The RPCVs who came revisited something that had been a powerful and long-neglected part of their lives. The pervasive emotion was joy and fun, with pain, loss, and nostalgia mixed in. And the desire to find realistic hope. In seeing what each other have done with our lives, it was clear that Peace Corps changed us, and that one’s Peace Corps country lodges in the heart forever. We came together to explore that attachment and expand it into everyday action.
While the Peace Corps started as an initiative for youth, nowadays more than 7% of volunteers are 50 years old or more. And contrary to the solid majority of men at the beginning more than 60% of current volunteers are female. In September of 2011 the Peace Corps is celebrating its 50th Anniversary in Washington, DC. This recognizes more than 200,000 volunteers who have served in 139 countries during the past half a century.

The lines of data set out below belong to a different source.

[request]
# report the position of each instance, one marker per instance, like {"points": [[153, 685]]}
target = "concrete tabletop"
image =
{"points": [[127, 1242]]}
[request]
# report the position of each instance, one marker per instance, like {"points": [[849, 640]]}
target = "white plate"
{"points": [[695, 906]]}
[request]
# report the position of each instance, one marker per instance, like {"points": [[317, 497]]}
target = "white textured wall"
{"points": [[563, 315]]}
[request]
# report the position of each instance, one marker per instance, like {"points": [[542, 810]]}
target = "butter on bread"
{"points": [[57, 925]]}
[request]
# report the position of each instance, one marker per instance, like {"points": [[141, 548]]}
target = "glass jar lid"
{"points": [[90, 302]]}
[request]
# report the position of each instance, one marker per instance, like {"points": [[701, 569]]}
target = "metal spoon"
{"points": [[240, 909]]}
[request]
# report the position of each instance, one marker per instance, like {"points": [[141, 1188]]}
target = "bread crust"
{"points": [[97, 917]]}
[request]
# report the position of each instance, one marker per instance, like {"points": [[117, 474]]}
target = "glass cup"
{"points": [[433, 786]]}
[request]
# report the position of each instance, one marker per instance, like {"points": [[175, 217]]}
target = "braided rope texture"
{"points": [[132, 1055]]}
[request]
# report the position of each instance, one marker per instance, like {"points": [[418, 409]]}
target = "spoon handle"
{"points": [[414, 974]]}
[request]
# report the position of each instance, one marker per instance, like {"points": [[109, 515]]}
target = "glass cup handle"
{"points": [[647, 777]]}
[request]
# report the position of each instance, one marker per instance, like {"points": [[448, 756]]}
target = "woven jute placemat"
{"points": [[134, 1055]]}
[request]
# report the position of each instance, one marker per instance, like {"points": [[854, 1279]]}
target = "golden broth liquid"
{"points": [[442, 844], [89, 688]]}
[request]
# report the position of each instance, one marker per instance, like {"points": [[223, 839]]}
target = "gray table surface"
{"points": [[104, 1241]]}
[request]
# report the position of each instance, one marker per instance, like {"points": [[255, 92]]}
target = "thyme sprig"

[i] John Limbert joined the Foreign Service in 1973 and afterwards he held various diplomatic posts including Ambassador to Mauritania. Ambassador Limbert went back to Iran as a political analyst after the Islamic Revolution and became a hostage for 444 days, at the U.S. Embassy in Tehran. One of very few diplomats who speaks fluent Persian, he is the author of numerous articles and 3 books on Iran: At War with History (Westview Press, 1987), Shiraz in the Age of Hafez (University of Washington Press, 2004), and Negotiating With Iran, Wrestling the Ghosts of History (U.S. Institute of Peace Press, 2009). After retirement in 2006, he returned to the State Department in 2009 to be Deputy Assistant Secretary in charge of Iranian affairs in President Obama’s cabinet.